When I heard about McCain picking Palin, my first reaction was (after I asked "Who?") that the Republicans' experience argument goes out the window.

But I heard an interesting angle from Craig Ferguson (the late-, late-night guy) on Bill Maher's HBO show. He said Republicans will surely argue that although both tickets have a veteran Senator with foreign-policy experience and a relative newcomer, the GOP has them in the right order.

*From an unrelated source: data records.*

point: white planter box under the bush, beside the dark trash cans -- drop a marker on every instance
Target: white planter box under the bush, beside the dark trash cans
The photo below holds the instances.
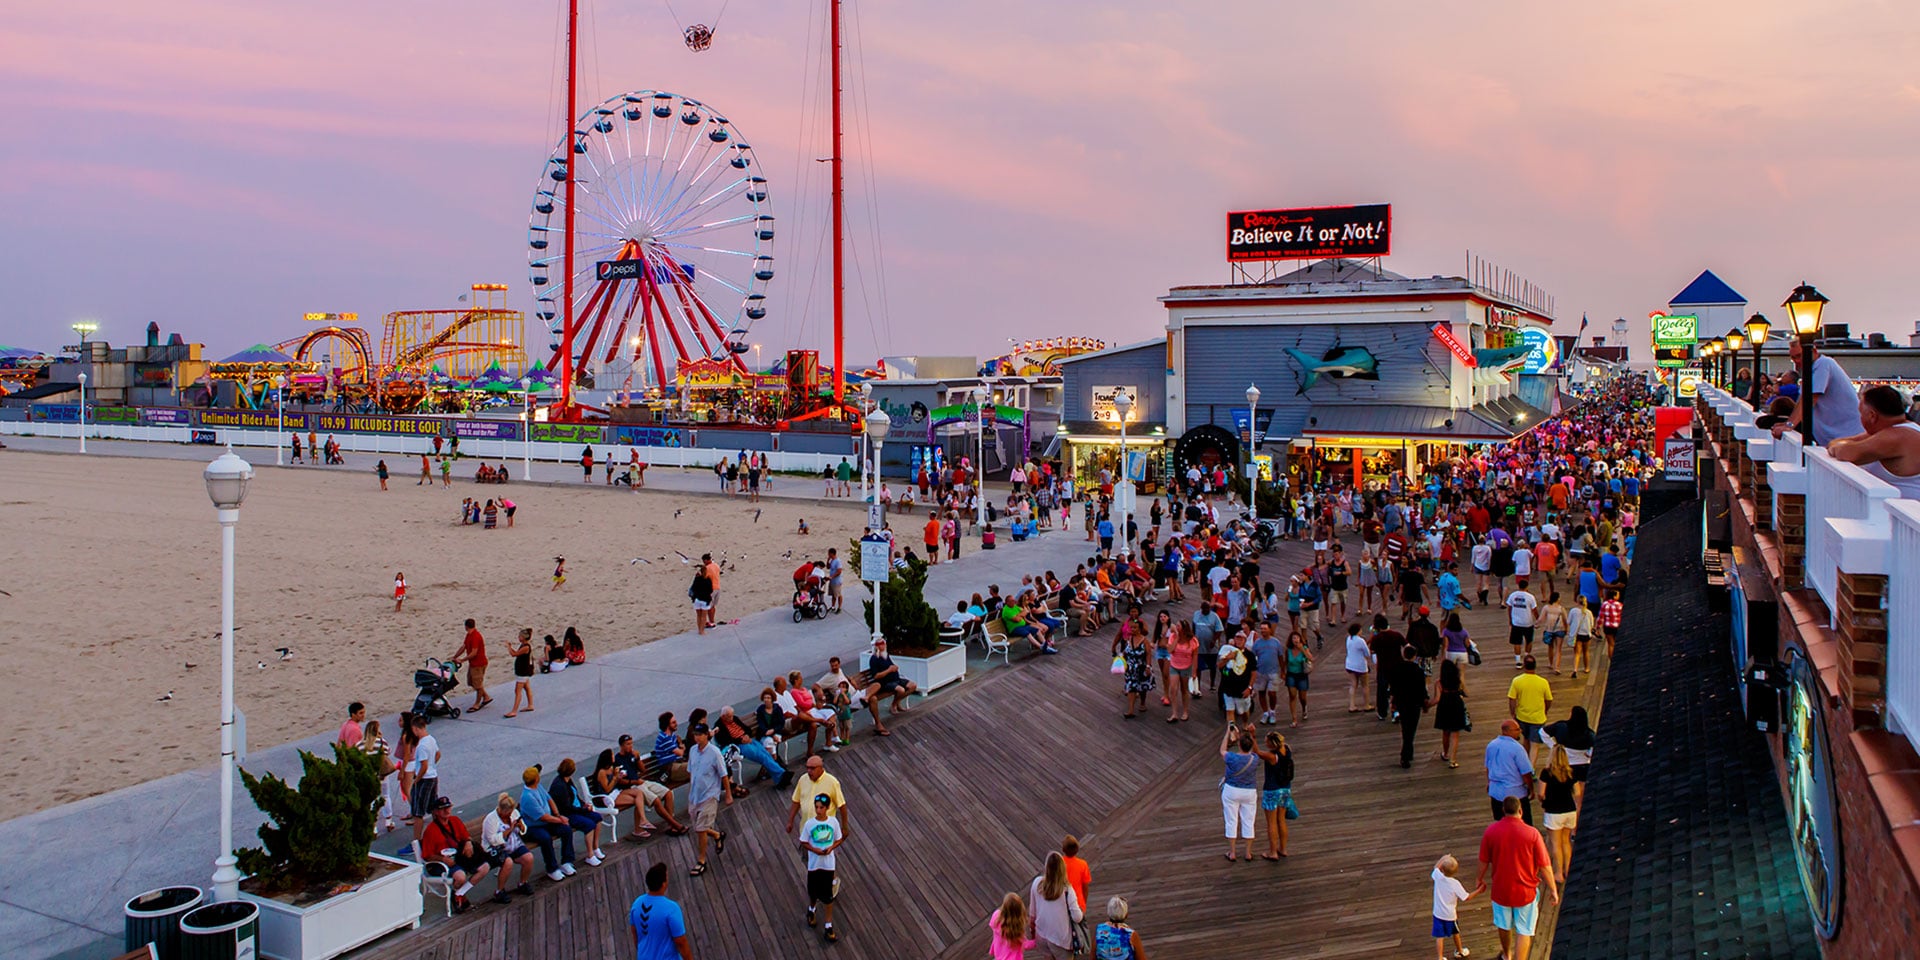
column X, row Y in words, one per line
column 339, row 924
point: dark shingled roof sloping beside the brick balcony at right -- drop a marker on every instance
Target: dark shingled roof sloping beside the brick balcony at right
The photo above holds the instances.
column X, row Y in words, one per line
column 1683, row 846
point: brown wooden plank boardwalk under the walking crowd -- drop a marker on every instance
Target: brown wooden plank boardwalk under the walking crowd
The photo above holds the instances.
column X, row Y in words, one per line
column 978, row 784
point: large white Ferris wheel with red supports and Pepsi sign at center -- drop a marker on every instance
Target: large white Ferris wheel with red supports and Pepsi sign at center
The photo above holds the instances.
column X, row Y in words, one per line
column 675, row 237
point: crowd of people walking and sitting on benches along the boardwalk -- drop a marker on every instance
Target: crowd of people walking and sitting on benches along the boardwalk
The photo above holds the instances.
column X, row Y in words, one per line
column 1541, row 527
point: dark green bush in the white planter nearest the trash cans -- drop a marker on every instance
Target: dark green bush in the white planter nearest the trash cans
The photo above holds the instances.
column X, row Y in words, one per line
column 322, row 832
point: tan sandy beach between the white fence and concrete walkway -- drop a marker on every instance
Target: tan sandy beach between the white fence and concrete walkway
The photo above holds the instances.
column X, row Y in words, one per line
column 114, row 588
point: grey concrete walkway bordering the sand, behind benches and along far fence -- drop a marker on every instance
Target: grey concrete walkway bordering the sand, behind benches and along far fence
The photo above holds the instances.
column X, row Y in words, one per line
column 82, row 863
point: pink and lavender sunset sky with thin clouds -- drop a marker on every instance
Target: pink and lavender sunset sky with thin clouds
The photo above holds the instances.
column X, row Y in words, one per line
column 1034, row 170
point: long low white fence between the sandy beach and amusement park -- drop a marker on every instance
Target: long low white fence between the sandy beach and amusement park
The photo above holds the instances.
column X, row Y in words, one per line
column 381, row 444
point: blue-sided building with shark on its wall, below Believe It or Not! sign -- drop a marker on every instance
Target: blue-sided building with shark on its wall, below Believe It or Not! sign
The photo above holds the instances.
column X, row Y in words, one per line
column 1360, row 372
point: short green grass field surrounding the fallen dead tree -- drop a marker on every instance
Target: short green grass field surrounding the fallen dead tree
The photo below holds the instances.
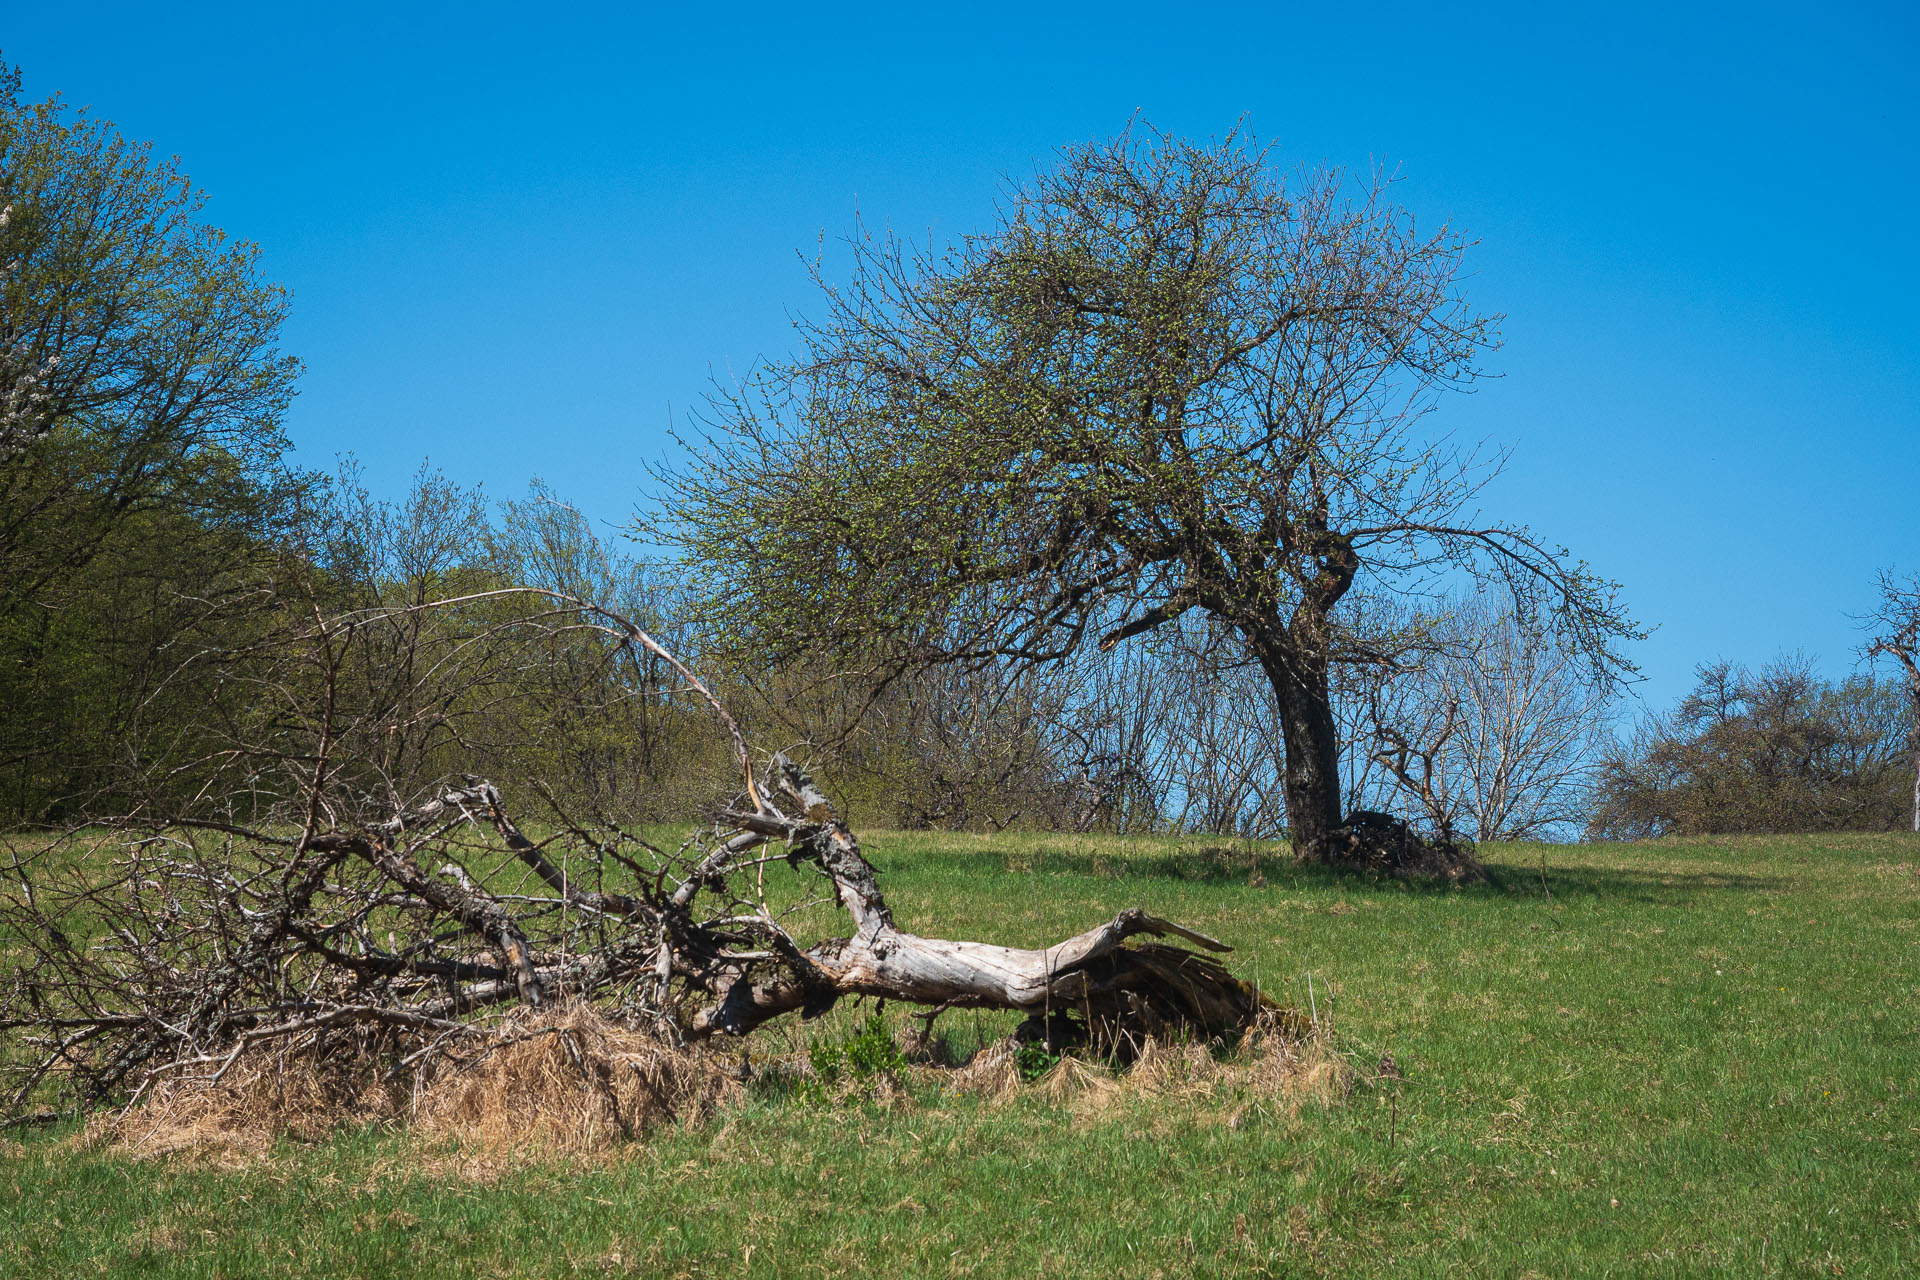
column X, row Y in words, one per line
column 1679, row 1058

What do you think? It sounds like a fairly palatable argument against Democrats saying the pick kills the experience issue.

NeuroticDem said...

Sixty-two --
Again, I think the hypocrisy is the broader point. The only thing that matters in a VP pick is that they are ready to step in, if god-forbid happens, on day one. How can McCain say that Palin is ready if Obama is not? (I don't buy the "executive experience" thing for a minute -- as the "close to Russia" argument should make clear. Here are two presidents with no "executive experience": Lincoln, who ended slavery and won the civil war; and Kennedy, who saved the globe from nuclear destruction in the Cuban Missile Crisis.) To me, the issue is what it says about McCain.
Also -- more and more is coming out about how McCain really didn't vet Palin very carefully. Apparently, no one went to the Alaska papers to check the archives (and they are not online). And no one from the McCain camp interviewed the guy who was fired for not firing the Alaska cop. I wonder if this is the tip of the iceberg of unasked questions. By most reports -- I hope more comes out -- McCain only met her once himself before picking her. Again -- this goes to the temperament question. I want a politician to know his or her gut. But after 8-years of this kind of politics, I also want one who is going to do the research, thoroughly, before making the most important decisions.
Obama, in my book, is much more experienced -- even if only because he has been running for president for 20 months in a 24-7 news cycle; he's been through more than 20 debates; he's been interviewed by every major journalist; he has two best-sellers outlining his views and his biography; he's been in the public eye in a major way for at least twice as long as Palin; we know him in a way we simply could never get to know Palin in the next 10 months.
But maybe that's just me?

Loyal said...

ND,
I think you are right in your comment. News events and revelations have to a large extent taken over from your concerns in the orginal post. Temperment, judgment, image are all negatives for McCain in this pick. An energized base comes in as a postitive.

FWIW, McCain met her once in advance and had an in person interview (she stayed in a local hotel under an assumed name: how celebrity a thing to do).